Because we’ve grown accustomed to thinking as opposed to feeling our way through life. Because from the time we’re young, we build our sense of self (and security) based on the rightness of our thoughts as opposed to the wholeness of our beings. Because we know everything about how it should be. Because we are living among “perfect people”.

Ways Smart People Self Sabotage

We believe we’re supposed to have the right answers, right now.

Our minds are impatient. We’re wired to reason our way to relief. Once we learn to listen deeply, however, and engage our whole awareness, we realize that we have all the answers we need and can effectively utilize in this moment. As we align our minds with our hearts, we become increasingly comfortable NOT knowing the answers and come to trust in life as an inherently supportive process.

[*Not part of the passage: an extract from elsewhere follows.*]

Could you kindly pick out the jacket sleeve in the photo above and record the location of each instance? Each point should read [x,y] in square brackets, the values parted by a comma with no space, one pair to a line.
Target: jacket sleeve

We underestimate the value of our uniqueness.

When we look around and no one else is like us, we begin to think we’re better off conforming than risking ridicule by showing up in all our quirky uniqueness. It is precisely this uniqueness, however, that attracts the kind of people we WANT in our lives and places us on the path that feels right for us.

We fall prey to perfectionism.

We’ve been taught that being smart means presenting as perfectly as possible. This keeps many of us from putting much of ANYTHING out there (much less our truest selves) for fear of being found out for all our “flaws.”

 “Perfectionism is not a quest for the best. It is a pursuit of the worst in ourselves, the part that tells us that nothing we do will ever be good enough.”

We think ourselves out of taking chances.

Because we are smart, we can easily talk ourselves out of just about anything. Arguments that keep us within our comfort zone (at the expense of our joy) may be convincing, but rarely lead us to the sense of fulfillment we seek.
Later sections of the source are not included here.